Open University ‘OEcumene: Citizenship After Orientalism’ project workshop

February 11, 2012 § Leave a comment

Today I took part in a workshop titled  ‘Religious organisations and their political articulation of citizenship’, led by Aya Ikegame of the Open University, as part of the first Symposium of the ‘OEcumene: Citizenship after Orientalism‘ project, and just wanted to publish a brief, enthu blogpost on this – great workshop theme, great bunch of people round the table, lots of synapses flashing as a result (to borrow a possibly felicitous but possibly biologically inaccurate? phrase from Pearl Jam). I hope to be in touch with some of you guys soon about various types of collaboration and sharing.

Here are details of my paper:

 Of bhagats, bhutalis and health rights activism: a study of a collaboration between a people’s movement and an NGO in tribal Maharashtra (India)


This paper tells the story of an unusual collaboration between the activists of a tribal movement in western Maharashtra in India and a small group of health activists concerned with the question of how health can become the issue of a social movement. Based on the author’s PhD fieldwork in 2008-9, the paper describes how the different actors in the narrative differently imagine and represent tribal culture and religion, and tribal attitudes towards health, tribal systems of medicine and non-tribal systems of medicine. To date, this particular collaboration, which began in the 1990s and continues today, has for the most part been passed over in the voluminous literature (published and grey) on community health programmes in India. 

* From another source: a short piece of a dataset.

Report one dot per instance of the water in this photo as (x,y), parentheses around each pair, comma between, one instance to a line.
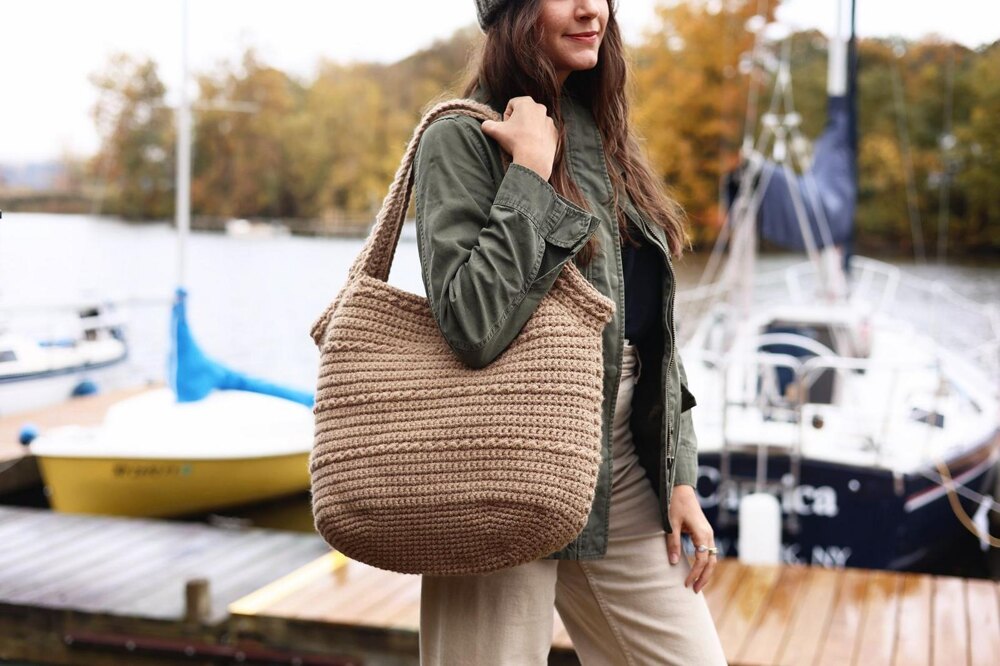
(251,300)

The story of this collaboration speaks to the workshop topic by providing a fresh angle on the ways in which activists engage in what Vincanne Adams has described as ‘acts of selective recuperation’ in their engagement with tribal culture and religion. The paper discusses how the activists construct a relatively static model of ‘traditional’ tribal culture and religion and counterpose this to a relatively static model of ‘modern’ capitalist culture, and then seek to reintroduce certain elements of the former (which they deem to be in decline) in order to challenge the hegemony of the latter. In particular, the activists are keen to reintroduce elements of tribal culture and religion that most closely approximate a) modern, allopathic medicinal practices and b) forms of decentralised, nonhierarchical practices of democratic decision-making influenced by anarchist and Marxist streams of thought. At the same time, the activists are keen to challenge and disrupt ‘traditional’ tribal cultural and religious practices that go against these tendencies; in particular, they are keen to disrupt the practice of ‘bhutali’ or witch-hunting which is associated with the bhagat’s (traditional healer’s) identification and punishment of a woman deemed to be responsible for someone’s ill-health or misfortune. 

The paper discusses the history of these activists’ health work, focusing on the responses of the tribal community and the local state. In so doing, the paper draws upon a theoretical framework influenced by a reading of Bruno Latour’s angle on Actor-Network Theory, in order to challenge what has, in India, become a fashionable critique of movements that engage with funded nongovernmental organisations (NGOs), a critique that argues that such engagement leads to the depoliticisation of formerly radical movements, shifting the significance of their actions from ‘counter-hegemonic’ to ‘hegemonic’.